Hay momentos de mi día que me da pena que alguien sepa que existen. Me parecen casi vergonzosos y no se los cuento a nadie. Los disfruto como un vicioso que debe esconderse para llenar su cuota, como el infiel que busca a su amante, como el niño que se come un dulce robado. Esos cinco minutos extra que paso bajo la ducha, porque está rica. Los 30 minutos que tomo a media mañana para meditar (y hacer una siesta). Una ida de perdida al salón. El masaje de la semana que me pide a gritos el cuerpo agotado por tanto ejercicio. Cualquier momento que me lo dedique a mí, para hacerme algo o no hacer nada, siento que se lo estoy robando a alguien. Tal vez es consecuencia de diez años de un trabajo extremadamente demandante. O simplemente se debe a algún sentido pervertido del deber.

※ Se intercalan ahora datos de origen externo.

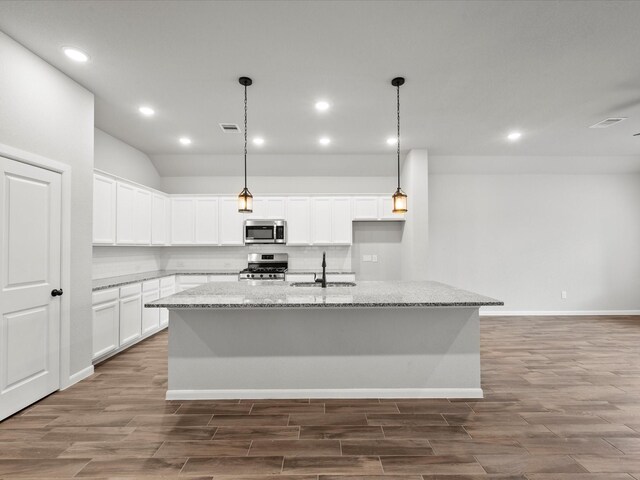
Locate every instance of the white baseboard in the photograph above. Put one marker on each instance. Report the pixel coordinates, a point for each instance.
(325, 393)
(567, 313)
(78, 376)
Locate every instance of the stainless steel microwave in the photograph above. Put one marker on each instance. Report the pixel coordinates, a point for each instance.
(265, 231)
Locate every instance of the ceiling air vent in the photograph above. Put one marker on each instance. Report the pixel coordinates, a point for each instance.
(229, 127)
(608, 122)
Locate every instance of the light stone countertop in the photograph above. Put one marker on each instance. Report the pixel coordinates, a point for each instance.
(364, 294)
(119, 281)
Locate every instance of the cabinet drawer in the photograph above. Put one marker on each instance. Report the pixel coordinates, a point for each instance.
(193, 279)
(130, 290)
(223, 278)
(102, 296)
(151, 285)
(341, 277)
(300, 277)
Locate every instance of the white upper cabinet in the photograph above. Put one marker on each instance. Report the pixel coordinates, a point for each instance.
(331, 219)
(159, 219)
(321, 213)
(142, 223)
(276, 208)
(374, 207)
(104, 210)
(298, 224)
(206, 221)
(365, 208)
(271, 208)
(125, 214)
(231, 222)
(182, 221)
(341, 221)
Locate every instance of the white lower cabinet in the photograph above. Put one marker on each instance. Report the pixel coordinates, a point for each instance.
(191, 281)
(130, 313)
(120, 318)
(186, 282)
(106, 322)
(167, 287)
(300, 277)
(222, 278)
(150, 316)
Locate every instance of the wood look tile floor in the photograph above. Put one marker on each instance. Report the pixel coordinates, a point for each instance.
(562, 402)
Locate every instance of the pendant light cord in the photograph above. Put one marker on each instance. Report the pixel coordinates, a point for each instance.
(245, 137)
(398, 142)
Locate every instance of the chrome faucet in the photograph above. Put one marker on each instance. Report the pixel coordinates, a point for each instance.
(323, 281)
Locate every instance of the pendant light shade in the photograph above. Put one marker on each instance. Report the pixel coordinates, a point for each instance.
(399, 197)
(245, 199)
(399, 201)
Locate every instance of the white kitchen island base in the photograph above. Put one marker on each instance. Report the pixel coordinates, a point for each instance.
(326, 352)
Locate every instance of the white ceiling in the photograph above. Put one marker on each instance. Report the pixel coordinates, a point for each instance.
(475, 70)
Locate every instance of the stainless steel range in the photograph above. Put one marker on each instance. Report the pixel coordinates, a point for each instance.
(266, 267)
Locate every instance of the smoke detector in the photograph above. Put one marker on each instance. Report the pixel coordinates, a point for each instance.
(229, 127)
(608, 122)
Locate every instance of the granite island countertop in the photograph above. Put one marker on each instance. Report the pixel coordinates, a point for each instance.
(364, 294)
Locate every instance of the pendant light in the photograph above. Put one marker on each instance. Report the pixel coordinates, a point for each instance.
(245, 199)
(399, 198)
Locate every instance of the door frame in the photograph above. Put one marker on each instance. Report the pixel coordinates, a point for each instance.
(64, 170)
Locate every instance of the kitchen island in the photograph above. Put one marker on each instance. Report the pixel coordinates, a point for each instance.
(372, 340)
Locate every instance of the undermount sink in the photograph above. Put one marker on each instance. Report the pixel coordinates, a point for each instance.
(318, 284)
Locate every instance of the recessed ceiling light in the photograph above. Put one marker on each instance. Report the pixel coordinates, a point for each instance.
(514, 136)
(146, 111)
(75, 54)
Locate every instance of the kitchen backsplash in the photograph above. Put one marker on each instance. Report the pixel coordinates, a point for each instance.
(114, 261)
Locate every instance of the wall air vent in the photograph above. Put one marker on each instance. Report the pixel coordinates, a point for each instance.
(608, 122)
(229, 127)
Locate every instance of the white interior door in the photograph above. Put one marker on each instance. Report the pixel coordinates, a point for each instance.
(30, 206)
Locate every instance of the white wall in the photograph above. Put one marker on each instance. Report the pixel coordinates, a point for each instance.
(383, 239)
(115, 261)
(235, 258)
(286, 185)
(415, 236)
(45, 112)
(525, 238)
(111, 261)
(121, 159)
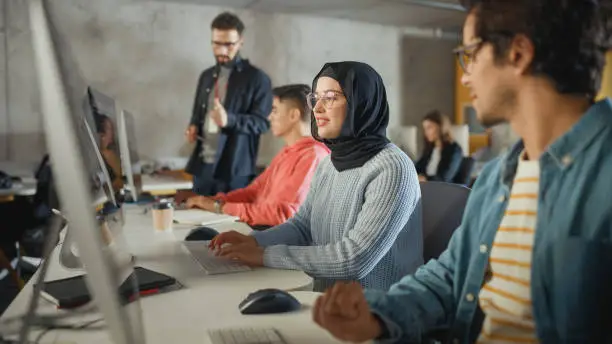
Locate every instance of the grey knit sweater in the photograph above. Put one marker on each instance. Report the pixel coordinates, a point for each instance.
(362, 224)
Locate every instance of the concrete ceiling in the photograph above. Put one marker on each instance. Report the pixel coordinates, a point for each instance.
(442, 14)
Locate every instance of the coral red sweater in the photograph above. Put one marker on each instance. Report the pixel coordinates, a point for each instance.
(278, 192)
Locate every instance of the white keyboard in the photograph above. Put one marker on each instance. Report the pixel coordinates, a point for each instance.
(212, 264)
(246, 336)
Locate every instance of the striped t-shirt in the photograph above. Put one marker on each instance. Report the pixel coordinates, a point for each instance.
(506, 295)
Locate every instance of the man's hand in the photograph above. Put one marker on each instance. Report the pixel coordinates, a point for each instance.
(201, 202)
(232, 238)
(218, 114)
(191, 133)
(248, 254)
(344, 312)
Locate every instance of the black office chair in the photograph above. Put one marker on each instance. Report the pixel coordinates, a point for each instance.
(464, 175)
(443, 206)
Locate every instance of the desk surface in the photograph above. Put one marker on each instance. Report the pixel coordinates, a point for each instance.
(165, 324)
(25, 171)
(210, 301)
(164, 182)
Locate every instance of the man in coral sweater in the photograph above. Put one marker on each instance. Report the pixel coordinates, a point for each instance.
(278, 192)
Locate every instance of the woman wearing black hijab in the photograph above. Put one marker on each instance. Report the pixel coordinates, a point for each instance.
(362, 217)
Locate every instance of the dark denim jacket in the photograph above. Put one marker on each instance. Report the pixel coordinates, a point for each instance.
(248, 103)
(571, 283)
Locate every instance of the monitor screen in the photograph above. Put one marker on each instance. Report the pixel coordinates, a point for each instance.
(82, 118)
(105, 116)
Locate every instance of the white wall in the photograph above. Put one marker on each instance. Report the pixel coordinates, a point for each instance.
(21, 136)
(149, 55)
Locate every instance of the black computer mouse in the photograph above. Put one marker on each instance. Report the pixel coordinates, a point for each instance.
(268, 301)
(201, 234)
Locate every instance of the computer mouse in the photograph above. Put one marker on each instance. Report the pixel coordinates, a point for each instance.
(268, 301)
(201, 234)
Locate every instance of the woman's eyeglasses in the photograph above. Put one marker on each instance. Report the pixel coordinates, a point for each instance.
(467, 54)
(327, 99)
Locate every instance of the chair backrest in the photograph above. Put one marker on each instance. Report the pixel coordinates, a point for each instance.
(443, 206)
(464, 175)
(461, 135)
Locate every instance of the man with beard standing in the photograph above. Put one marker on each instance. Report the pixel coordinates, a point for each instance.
(232, 102)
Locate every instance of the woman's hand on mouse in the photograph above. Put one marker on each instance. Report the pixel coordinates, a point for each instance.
(248, 254)
(232, 238)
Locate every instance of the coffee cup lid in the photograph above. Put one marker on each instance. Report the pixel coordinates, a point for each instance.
(163, 204)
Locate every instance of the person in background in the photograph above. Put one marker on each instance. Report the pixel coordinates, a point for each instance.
(109, 150)
(442, 156)
(276, 195)
(233, 99)
(531, 261)
(362, 217)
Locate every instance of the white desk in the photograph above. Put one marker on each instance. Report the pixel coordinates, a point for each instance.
(27, 187)
(165, 324)
(162, 183)
(208, 301)
(25, 171)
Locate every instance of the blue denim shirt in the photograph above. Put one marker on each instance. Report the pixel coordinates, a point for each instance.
(571, 277)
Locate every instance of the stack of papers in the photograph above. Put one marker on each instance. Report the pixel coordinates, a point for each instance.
(197, 217)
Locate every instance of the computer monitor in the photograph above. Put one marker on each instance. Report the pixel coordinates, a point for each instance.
(126, 153)
(103, 110)
(62, 91)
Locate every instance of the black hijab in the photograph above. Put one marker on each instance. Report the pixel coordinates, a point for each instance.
(363, 133)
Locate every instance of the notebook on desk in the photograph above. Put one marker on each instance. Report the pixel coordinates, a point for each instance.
(197, 217)
(73, 292)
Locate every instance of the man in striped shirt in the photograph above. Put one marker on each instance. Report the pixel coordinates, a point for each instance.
(532, 259)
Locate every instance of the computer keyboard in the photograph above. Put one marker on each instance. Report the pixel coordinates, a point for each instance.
(212, 264)
(246, 336)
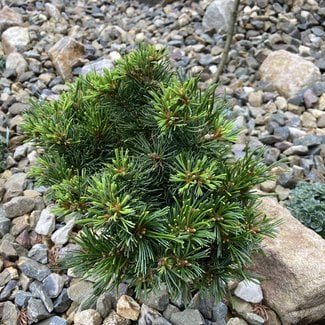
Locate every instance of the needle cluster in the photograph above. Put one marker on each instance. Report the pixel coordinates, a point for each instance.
(142, 158)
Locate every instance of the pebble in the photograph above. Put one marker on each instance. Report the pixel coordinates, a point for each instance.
(41, 54)
(15, 39)
(128, 308)
(158, 299)
(114, 319)
(33, 269)
(249, 291)
(187, 317)
(148, 315)
(46, 222)
(53, 285)
(61, 236)
(36, 310)
(18, 206)
(80, 290)
(39, 253)
(36, 288)
(88, 317)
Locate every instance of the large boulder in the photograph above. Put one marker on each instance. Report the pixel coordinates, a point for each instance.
(288, 73)
(217, 15)
(293, 269)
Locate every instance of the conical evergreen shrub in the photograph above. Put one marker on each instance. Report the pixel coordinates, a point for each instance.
(143, 159)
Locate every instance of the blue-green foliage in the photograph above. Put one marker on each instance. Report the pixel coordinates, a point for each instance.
(307, 204)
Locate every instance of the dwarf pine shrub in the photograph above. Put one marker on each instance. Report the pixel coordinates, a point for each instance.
(143, 160)
(307, 204)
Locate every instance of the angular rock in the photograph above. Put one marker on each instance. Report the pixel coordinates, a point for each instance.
(114, 319)
(104, 304)
(53, 285)
(98, 66)
(288, 73)
(9, 314)
(61, 236)
(7, 249)
(254, 319)
(147, 315)
(292, 259)
(39, 253)
(88, 317)
(4, 226)
(112, 32)
(241, 307)
(46, 222)
(53, 11)
(22, 298)
(161, 321)
(203, 304)
(158, 299)
(187, 317)
(310, 98)
(54, 320)
(33, 269)
(217, 15)
(171, 309)
(38, 291)
(62, 302)
(15, 39)
(80, 290)
(14, 186)
(17, 62)
(66, 54)
(36, 310)
(18, 206)
(296, 150)
(20, 152)
(249, 291)
(309, 140)
(7, 290)
(308, 120)
(236, 321)
(219, 313)
(128, 308)
(9, 18)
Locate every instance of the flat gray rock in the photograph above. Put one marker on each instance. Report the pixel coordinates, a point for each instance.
(33, 269)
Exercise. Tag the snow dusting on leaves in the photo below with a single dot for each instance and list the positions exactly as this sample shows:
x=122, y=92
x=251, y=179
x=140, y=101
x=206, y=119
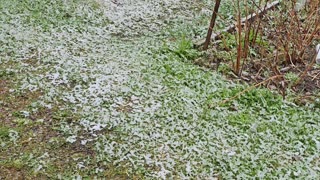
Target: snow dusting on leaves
x=146, y=109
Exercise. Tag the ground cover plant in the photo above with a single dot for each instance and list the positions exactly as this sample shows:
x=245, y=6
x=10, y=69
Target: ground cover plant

De alguna forma, he equiparado el volverme «adulta» con olvidarme que yo también debo preocuparme de mí misma. Tal vez es consecuencia de lo que hago todos los días, en los que me siento responsable de dos niños, tres gatos, un hámster, una casa y un marido (que dice que tiene 8 años, cumplidos varias veces). Mi vida se puede resumir en que tomo decisiones y no hay una forma concreta de medir mi productividad, porque nadie me da un sueldo por hacerlo. Y, a falta de convertirme en una Martha Stewart a la Tortrix, tampoco es que esté forrando mis propios muebles, ni cultivando mis propias hortalizas de forma orgánica, ni haciéndole la ropa a mis hijos… ¿Cómo medir el resultado de lo que hago todos los días?
No sé. Sí estoy segura que, cuando me dedico un poco de tiempo para mí, hago todo el resto de cosas de mejor modo. Y tal vez allí está la justificación que mi consciencia necesita.